Problems when creating Live-boot usb stick

Darr darr at core.com
Fri Jul 9 13:53:23 UTC 2010


On Friday, 09 July, 2010 @07:35 zulu, Thomas Taylor scribed:
> The apparent size difference could be in how the sizes are
> calculated.  One program may use the 1K = 1000 Bytes where the other
> may use 1K = 1024Bytes which would result in the latter displaying a
> smaller size.  Also, if you use a -h/-H switch (human readable
> format) the size approximation is frequently wrong. 

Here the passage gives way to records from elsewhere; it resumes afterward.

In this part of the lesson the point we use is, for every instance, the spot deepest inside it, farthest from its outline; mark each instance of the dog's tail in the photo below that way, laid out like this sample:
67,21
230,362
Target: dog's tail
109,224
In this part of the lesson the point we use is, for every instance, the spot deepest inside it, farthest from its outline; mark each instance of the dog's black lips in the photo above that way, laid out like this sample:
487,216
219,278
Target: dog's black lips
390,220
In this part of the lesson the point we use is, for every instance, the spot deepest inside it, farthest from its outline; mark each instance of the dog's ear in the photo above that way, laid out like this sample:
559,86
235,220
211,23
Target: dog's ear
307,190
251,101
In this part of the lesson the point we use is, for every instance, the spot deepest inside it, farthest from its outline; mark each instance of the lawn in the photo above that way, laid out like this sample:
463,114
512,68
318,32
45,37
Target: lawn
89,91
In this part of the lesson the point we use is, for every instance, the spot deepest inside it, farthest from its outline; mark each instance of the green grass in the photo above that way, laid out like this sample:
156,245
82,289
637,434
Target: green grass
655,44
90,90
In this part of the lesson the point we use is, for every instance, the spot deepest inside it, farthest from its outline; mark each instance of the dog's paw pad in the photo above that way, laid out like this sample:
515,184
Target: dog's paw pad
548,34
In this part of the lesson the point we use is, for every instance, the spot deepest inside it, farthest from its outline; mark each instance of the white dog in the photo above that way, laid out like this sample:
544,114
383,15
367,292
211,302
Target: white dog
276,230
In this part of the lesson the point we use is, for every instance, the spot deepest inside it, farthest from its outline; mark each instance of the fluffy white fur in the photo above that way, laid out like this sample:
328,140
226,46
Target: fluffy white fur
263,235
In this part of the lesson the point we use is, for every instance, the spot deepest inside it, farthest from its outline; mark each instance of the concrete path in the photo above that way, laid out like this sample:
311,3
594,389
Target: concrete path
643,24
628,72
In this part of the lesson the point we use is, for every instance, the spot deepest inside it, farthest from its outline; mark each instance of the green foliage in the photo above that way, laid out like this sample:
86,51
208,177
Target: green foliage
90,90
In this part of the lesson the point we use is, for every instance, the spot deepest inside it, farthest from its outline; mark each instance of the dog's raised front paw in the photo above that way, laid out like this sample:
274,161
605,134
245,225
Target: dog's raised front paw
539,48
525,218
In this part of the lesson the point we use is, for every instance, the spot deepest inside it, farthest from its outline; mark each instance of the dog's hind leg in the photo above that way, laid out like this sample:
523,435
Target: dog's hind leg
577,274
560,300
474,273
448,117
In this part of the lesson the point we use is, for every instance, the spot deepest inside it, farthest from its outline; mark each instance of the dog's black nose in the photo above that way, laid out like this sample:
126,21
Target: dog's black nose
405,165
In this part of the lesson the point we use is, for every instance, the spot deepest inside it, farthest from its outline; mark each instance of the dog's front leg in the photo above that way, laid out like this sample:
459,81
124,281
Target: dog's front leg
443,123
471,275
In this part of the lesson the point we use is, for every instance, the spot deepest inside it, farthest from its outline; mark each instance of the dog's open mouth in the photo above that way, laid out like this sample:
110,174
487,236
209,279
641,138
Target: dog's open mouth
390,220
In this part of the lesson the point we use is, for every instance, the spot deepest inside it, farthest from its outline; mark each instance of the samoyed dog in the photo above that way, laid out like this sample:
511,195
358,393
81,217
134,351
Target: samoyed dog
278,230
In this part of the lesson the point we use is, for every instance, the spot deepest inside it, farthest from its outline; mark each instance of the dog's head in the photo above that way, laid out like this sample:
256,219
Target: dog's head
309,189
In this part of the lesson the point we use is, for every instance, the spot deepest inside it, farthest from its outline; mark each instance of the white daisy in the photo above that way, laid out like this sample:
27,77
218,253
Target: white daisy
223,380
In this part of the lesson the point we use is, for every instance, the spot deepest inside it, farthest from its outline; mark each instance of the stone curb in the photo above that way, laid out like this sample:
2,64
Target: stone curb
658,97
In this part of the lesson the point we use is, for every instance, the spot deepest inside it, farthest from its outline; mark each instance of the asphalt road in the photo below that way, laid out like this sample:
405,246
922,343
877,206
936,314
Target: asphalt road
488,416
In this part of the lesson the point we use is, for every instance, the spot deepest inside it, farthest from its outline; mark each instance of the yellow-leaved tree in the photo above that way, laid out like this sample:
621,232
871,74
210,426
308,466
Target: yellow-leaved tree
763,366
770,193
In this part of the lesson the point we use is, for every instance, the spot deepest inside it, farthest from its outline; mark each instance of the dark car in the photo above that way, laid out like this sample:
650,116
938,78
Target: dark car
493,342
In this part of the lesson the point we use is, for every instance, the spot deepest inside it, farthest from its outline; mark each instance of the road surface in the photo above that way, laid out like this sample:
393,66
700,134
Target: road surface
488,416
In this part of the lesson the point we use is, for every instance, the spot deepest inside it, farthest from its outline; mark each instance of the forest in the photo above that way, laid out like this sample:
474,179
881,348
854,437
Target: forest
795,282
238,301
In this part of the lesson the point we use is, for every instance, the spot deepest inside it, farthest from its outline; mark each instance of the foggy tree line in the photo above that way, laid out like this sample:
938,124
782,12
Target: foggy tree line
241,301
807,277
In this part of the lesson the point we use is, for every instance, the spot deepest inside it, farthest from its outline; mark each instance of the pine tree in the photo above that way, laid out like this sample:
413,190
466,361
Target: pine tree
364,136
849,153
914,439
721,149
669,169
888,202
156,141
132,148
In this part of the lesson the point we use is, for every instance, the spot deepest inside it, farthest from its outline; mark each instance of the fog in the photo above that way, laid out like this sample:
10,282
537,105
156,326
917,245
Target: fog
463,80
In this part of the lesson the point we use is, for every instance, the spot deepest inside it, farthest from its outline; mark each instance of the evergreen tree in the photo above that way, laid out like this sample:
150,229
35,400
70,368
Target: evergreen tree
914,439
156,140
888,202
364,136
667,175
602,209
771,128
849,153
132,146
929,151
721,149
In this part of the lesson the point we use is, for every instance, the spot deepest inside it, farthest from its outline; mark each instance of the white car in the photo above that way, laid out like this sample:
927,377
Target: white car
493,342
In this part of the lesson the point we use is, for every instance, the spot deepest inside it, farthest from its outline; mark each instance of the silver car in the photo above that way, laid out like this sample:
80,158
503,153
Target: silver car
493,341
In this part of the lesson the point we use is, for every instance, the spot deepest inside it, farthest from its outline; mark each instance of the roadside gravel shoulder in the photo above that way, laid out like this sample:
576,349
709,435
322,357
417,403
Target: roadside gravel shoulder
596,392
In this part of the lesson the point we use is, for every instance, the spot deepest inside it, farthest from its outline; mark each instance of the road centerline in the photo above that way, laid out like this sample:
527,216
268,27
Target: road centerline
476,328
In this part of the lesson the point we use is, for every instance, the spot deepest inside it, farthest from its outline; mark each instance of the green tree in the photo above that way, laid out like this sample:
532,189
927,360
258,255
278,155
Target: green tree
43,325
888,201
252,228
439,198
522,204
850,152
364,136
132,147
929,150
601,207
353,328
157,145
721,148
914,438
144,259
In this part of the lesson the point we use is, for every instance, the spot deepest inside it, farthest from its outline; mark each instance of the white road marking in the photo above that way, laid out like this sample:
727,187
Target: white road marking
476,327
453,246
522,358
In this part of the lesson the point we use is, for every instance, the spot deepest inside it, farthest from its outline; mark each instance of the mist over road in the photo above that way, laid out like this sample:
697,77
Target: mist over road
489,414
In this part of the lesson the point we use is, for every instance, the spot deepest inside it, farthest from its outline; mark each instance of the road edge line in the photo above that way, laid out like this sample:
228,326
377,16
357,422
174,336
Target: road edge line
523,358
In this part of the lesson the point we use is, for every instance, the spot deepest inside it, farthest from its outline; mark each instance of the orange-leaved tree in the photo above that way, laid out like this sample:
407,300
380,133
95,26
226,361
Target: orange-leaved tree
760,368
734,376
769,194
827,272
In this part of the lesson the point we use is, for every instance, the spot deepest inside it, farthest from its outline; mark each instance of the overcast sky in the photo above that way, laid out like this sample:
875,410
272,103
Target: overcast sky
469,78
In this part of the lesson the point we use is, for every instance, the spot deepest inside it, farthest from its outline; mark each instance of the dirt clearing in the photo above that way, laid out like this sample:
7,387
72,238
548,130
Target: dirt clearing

I was about to mention that also... manufacturers nearly-always
use powers of 10 to express the size (e.g. 8x10^9), and even then
they often round up (only 7,875,000,000 bytes?  close enough;
call it 8GB!)... while operating systems always think in powers
of 2 (e.g. 2^33 = 8,589,934,592), though they haven't caught
up to the practice of expressing those units in IEC terms, with
an 'i' in them (e.g. KiB, MiB, GiB, TiB, PiB, EiB, et cetera).

Oh, yeah - I read it on the internets, so it MUST be true... ;-)
http://en.wikipedia.org/wiki/Binary_prefix

use -H instead of -h, e.g.
$ df -H /dev/sdb1
to display sizes in the powers-of-10 units that manufacturers use.